これは、ルームチューニング用の調音パネル『ACP-2』でも使用されている技術です。

吸音材が無い事により、鳴りの良いストレスを感じさせないサウンドを実現しています。
YAMAHAのブースに流れていた音は、極めてナチュラルで、しなやかさを持っていました。

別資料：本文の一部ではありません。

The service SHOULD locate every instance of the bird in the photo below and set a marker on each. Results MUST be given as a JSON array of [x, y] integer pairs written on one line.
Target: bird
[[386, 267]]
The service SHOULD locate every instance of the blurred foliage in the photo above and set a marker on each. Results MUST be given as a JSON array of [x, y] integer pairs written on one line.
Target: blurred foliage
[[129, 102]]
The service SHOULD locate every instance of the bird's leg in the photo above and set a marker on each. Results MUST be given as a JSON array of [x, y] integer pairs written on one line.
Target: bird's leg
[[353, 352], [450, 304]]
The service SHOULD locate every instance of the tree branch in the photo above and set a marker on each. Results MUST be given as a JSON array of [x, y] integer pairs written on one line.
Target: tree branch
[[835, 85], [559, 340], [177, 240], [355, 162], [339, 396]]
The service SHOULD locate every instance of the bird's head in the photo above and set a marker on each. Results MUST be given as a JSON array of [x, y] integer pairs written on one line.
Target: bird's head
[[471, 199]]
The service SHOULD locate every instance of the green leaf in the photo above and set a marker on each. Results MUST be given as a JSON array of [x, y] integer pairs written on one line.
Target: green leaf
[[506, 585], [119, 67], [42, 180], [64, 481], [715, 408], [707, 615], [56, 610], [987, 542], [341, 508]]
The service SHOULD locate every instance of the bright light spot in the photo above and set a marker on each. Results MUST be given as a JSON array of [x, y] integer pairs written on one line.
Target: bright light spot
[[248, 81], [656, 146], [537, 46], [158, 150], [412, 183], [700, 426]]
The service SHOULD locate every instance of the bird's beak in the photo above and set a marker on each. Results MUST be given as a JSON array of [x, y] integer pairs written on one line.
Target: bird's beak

今回のプロトタイプは、イメージとしては70%位の完成度との事。
来年の7月の発売に向け、最後の調整を行っていくとの事です。

基本設計のスタートから6年。あと少しで目の前に完成品が登場します。


YAMAHA
NS-5000 30cmウーハー搭載ブックシェルフ型スピーカー
予価1,500,000円(ペア/税別) 2016年7月発売開始

形式 : 3Way・3スピーカー・バスレフ型
使用ユニット
 ・ツィーター : 3cm Zylon振動板採用ドーム型*1基
 ・ミッドレンジ : 8cm Zylon振動板採用ドーム型*1基
 ・ウーハー : 30cm Zylon振動板採用コーン型*1基
周波数特性 : 23Hz~40kHz
能率 : 88dB(2.83V/1m)
インピーダンス : 6Ω(最小3.2Ω)
クロスオーバー周波数 : 750Hz/4,500Hz
サイズ : W395mm*H690mm*D381mm(D422mm・突起物含む)
重量 : 35kg
付属品 : ユニット用プロテクター


SPS-5000 NS-5000専用スタンド
予価150,000円(ペア/税別) 2016年7月発売開始

材質 : 脚部・アルミ無垢材/天板、スパイク、スペーサー・スチール
サイズ : W392mm*H309mm*D374mm
重量 : 8kg
付属品 : スピーカー固定ネジ


予約開始は2016年6月1日からの予定となっています。